The P3 tax credits in the Administration’s proposal would certainly represent a public contribution to the funding of a project, but the incentive provided by those credits helps avoid a much more substantial committment of public funds. Moreover, the credits do not create the degree of forced economic stimulus that publicly executed projects often do. Rather, the availability of credits means that projects will be initiated when and if they are economically viable and profitable to do so. We can therefore dispense with the nonsensical goal of “job creation” and focus on the real problems that infrastructure investment can solve.
Some would argue that many types of infrastructure are too public in nature to be left to P3s. In other words, projects with pure public benefits would be under-provided by P3s due an unwillingness to pay by users of “the commons”. Yet there is no rule limiting the public role in the design of a public-private partnership, whether that refers to physical development, operation, or funding.

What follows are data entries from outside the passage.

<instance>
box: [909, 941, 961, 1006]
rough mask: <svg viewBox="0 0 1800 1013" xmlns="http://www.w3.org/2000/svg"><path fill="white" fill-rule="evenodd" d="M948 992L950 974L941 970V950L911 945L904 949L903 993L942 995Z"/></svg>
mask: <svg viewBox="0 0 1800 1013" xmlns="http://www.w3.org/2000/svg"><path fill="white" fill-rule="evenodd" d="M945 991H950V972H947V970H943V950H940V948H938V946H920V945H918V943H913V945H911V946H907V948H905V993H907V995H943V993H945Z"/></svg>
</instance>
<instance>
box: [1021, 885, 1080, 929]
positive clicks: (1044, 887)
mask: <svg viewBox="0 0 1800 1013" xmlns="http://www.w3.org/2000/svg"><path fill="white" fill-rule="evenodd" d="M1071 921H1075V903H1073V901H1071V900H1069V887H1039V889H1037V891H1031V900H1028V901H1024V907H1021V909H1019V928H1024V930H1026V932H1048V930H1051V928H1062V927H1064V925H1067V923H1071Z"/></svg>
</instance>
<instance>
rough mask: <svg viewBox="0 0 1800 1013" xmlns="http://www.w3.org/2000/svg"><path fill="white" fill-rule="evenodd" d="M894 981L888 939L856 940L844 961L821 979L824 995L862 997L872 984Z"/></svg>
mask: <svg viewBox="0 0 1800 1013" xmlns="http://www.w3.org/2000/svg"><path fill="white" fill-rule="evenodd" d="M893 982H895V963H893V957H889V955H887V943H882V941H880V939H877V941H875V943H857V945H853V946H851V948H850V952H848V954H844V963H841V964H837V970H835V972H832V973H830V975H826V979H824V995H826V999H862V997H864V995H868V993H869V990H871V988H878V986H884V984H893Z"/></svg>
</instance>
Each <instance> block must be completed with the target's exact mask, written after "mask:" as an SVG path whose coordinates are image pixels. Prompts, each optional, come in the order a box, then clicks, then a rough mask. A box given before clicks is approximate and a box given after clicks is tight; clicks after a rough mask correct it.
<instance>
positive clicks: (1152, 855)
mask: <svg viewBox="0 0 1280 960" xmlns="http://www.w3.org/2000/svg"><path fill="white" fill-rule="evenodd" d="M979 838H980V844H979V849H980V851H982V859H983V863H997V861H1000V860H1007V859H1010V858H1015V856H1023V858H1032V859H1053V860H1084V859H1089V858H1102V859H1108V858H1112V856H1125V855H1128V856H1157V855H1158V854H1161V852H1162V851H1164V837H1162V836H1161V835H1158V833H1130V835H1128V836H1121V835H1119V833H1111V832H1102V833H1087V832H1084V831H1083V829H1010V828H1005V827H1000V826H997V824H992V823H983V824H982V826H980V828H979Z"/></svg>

Presumably, the more “public” (and non-exclusive) the benefits, the greater the share of development and maintenance costs that should be funded by government. Whether a piece of true public infrastructure should be funded is a standard question of public finance. Assuming it should, there is likely to be a significant role for private builders and operators. Finally, P3’s do not eliminate the potential for graft. Public review and ongoing regulation would still be demanded. In a sense, P3s are all formalized corporatist efforts, but a key difference relative to current practice is the use and risk of private capital rather than public funds. Ultimately, that won’t matter if failed developments are bailed out by public “partners”. The assets of a failed infrastructure project must be sold off to the highest bidder, presumably at a steep discount.
The standard narrative is that America suffers from substandard infrastructure is highly misleading. There are certainly needs that should be met, many with urgency, and there will always be a series of worthwhile repairs and replacements that require funding. Using P3s to accomplish these objectives demands recognition that 1) users typically derive significant private benefits from infrastructure; and 2) use is often underpriced, especially with respect to allocating capital costs. Infrastructure development can be encouraged by inducing private firms to put “skin in the game”. High-risk but potentially valuable projects might have trouble attracting private funds, of course, and that is as it should be. Politicians might ask taxpayers to fund such a project rather than shopping it to private developers. It therefore behooves voter/taxpayers to evaluate the benefits and sustainability of the project with the utmost skepticism.
Postscript: The image at the top of this post prompts me to reflect on whether a starship is infrastructure. It is certainly a transportation system. Is it a public good? In a large sense, the diversification offered by spreading humanity across multiple worlds can be viewed as a benefit to mankind in the future. But rides on the starship would offer private benefits, depending on one’s sense of adventure as well as the prospects for the home planet. Those private benefits, and the voluntary payments they induce, just might get it done.